Despite being considered one of Africa's leading agricultural nations, drought is not new to Kenya. A drought from 2007 to 2009 led to a spike in food prices and threatened the economy.
In Somalia, water resources and pasture conditions have deteriorated further, triggering more livestock migration and increasing competition among pastoralists. "River levels are currently below-normal for this time of the year and are expected to further decrease until the next rainy season in April," according to the Somalia Drought Watch Bulletin January 2011, published by the UN Food and Agriculture Organization.
An estimated 2.4 million Somalis require emergency humanitarian assistance because of civil unrest and food insecurity, according to the UN. Another drought is also likely to increase the number of internally displaced persons (IDPs); Somalia already has an estimated 1.4 million IDPs.
"We have to act first, instead of reacting. There will be more droughts in the future, but they do not have to bring disaster. We need to tackle drought before it starts, not wait until it is too late and people are already suffering," said Safia Abdi, programme officer at Cordaid.
In Ethiopia, the National Meteorology Agency reported that a "moderate to strong" La Niña phenomenon was likely to continue, potentially until June, resulting in below-normal rains in many areas, except in the west and southwest, where they are expected to be normal.

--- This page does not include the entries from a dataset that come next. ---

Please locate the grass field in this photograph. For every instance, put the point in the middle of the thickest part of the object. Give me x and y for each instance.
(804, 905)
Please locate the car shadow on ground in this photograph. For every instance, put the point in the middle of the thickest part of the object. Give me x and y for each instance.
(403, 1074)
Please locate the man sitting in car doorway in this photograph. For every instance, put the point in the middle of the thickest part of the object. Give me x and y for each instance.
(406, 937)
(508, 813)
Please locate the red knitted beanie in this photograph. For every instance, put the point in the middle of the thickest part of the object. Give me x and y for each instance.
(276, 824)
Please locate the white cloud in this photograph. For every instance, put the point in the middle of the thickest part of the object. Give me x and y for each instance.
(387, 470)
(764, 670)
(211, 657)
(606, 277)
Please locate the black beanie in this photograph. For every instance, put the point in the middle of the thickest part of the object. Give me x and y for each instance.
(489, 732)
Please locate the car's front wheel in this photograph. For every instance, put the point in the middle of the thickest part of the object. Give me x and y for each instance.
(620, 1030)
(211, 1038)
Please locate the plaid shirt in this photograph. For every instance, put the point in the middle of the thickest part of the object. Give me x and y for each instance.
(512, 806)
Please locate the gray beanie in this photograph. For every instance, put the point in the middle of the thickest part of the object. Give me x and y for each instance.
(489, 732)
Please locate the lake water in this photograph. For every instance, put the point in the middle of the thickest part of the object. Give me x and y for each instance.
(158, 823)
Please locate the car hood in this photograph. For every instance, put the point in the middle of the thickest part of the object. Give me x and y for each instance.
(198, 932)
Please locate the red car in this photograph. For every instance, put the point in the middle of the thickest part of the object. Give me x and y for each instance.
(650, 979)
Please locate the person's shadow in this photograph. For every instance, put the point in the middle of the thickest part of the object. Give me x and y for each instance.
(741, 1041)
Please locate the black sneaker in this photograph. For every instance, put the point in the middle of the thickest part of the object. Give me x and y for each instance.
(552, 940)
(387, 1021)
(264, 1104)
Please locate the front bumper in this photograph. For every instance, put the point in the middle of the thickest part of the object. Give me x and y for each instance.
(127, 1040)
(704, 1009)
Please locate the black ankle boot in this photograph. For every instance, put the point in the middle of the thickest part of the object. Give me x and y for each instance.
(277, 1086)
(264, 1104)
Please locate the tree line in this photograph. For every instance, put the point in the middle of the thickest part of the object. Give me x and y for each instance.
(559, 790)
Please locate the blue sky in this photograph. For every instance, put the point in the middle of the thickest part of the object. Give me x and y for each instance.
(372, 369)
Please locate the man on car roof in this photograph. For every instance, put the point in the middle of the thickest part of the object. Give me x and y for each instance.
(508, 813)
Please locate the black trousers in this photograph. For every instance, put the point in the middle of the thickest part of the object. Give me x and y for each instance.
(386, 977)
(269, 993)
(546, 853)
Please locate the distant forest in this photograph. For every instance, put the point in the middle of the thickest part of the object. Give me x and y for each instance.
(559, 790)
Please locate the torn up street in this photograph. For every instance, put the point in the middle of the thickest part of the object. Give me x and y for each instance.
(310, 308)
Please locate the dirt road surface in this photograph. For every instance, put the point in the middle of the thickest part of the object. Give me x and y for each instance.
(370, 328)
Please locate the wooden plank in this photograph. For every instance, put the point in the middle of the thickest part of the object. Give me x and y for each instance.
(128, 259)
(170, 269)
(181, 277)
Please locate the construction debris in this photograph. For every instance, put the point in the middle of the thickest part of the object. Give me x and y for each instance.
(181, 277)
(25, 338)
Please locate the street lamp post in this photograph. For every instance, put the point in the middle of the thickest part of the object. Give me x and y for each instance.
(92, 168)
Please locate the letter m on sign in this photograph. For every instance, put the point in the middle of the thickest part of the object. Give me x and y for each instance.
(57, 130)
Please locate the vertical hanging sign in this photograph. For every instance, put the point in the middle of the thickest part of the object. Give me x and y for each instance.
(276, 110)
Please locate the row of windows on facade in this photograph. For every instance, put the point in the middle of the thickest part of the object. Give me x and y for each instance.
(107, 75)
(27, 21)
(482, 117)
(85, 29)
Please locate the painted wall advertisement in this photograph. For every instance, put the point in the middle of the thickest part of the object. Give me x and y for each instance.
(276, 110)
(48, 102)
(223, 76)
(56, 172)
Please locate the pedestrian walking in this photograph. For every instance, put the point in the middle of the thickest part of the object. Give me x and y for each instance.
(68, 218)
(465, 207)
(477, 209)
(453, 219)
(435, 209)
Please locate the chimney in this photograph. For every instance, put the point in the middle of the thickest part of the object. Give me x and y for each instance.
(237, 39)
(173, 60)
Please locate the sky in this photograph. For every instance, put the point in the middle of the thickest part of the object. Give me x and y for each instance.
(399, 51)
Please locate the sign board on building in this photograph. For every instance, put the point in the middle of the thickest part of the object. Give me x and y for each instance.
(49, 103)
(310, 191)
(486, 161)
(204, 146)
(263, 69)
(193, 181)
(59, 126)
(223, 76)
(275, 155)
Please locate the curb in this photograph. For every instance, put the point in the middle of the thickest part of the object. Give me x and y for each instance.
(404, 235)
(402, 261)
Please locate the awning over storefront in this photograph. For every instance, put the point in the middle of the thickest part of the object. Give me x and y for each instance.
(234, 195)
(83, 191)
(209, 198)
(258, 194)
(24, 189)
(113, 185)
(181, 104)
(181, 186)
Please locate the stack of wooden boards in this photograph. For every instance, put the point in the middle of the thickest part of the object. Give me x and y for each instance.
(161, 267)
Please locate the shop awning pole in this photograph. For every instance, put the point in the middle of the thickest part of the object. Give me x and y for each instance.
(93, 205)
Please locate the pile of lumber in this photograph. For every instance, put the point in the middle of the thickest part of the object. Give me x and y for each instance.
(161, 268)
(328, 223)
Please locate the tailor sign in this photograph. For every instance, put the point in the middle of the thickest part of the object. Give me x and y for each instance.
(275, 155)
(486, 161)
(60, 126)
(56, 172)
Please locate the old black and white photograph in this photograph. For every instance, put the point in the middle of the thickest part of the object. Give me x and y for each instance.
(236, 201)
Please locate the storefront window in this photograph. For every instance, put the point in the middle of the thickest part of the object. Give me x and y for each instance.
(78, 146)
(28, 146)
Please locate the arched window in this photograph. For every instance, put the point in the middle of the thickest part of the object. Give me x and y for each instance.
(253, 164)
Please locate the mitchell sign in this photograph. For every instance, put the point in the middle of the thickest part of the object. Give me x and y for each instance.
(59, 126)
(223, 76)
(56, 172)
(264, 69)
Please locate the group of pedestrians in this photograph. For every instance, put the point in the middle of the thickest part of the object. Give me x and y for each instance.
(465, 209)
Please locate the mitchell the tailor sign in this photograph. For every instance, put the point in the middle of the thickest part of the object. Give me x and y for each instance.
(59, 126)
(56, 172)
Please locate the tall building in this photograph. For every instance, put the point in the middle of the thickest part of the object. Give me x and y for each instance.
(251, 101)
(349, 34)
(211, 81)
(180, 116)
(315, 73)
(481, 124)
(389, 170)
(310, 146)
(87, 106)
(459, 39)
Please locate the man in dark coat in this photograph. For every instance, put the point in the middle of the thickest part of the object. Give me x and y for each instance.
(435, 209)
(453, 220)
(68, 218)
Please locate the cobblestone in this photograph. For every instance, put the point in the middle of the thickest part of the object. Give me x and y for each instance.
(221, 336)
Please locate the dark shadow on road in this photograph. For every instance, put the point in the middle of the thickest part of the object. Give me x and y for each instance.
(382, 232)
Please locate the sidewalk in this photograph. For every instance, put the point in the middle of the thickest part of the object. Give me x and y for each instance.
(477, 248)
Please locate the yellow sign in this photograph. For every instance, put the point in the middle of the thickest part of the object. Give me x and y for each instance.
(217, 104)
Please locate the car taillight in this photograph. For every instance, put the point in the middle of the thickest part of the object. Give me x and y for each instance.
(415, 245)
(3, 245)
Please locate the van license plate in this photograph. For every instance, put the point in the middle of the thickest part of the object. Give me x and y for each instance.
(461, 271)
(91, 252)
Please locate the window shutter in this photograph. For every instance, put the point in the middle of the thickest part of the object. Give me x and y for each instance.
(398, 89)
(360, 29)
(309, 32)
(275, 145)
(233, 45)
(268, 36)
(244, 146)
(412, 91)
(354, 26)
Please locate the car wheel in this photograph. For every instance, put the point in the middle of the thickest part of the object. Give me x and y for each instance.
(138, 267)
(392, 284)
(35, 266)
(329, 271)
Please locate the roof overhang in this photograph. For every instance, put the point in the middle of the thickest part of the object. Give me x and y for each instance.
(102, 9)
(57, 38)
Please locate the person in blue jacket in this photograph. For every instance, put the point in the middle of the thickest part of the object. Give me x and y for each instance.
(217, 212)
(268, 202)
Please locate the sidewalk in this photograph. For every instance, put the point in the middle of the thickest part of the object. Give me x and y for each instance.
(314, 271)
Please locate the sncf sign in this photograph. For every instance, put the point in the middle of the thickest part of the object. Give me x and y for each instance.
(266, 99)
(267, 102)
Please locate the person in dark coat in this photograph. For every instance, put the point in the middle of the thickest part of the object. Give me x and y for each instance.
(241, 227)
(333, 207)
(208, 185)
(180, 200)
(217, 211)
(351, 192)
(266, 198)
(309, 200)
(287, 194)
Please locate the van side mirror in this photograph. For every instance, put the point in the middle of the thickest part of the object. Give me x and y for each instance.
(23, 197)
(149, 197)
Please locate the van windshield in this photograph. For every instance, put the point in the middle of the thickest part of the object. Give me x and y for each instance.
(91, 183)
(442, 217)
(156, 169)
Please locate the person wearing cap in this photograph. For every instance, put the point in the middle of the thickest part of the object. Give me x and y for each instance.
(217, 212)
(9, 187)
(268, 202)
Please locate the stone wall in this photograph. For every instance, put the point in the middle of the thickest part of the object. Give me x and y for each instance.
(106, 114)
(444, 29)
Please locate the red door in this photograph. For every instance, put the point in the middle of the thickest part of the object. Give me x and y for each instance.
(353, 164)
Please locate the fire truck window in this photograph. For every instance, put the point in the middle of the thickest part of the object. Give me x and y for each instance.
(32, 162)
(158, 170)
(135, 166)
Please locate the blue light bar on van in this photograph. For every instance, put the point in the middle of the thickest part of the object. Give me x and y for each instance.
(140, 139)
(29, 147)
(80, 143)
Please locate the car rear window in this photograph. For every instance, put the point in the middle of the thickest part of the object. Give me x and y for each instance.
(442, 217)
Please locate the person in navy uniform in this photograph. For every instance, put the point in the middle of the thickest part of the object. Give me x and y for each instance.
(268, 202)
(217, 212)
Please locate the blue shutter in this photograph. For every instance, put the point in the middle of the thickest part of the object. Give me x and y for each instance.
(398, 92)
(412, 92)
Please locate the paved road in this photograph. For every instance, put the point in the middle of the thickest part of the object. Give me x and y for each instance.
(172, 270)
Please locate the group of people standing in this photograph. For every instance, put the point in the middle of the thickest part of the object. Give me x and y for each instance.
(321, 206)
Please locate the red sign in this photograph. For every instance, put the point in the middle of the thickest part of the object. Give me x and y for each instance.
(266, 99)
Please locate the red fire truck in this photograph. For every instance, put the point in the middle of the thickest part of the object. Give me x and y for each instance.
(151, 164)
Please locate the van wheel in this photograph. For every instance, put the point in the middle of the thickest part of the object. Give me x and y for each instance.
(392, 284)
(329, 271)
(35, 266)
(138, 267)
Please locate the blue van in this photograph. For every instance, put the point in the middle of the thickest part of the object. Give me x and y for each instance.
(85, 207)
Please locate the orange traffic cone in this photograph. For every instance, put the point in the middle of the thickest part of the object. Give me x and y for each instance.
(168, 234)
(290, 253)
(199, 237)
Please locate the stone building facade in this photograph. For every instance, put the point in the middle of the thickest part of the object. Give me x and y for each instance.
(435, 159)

Tanzania, the second-largest economy in East Africa, is also starting to feel the effects. This week, the government extended nationwide power rationing. The Energy and Minerals Minister William Ngeleja told parliament that rationing was expected to end in January, but falling water levels at hydropower stations had increased the power deficit. Most of Tanzania's electricity is hydropower-generated. Some lawmakers considered the shortfall a "national crisis".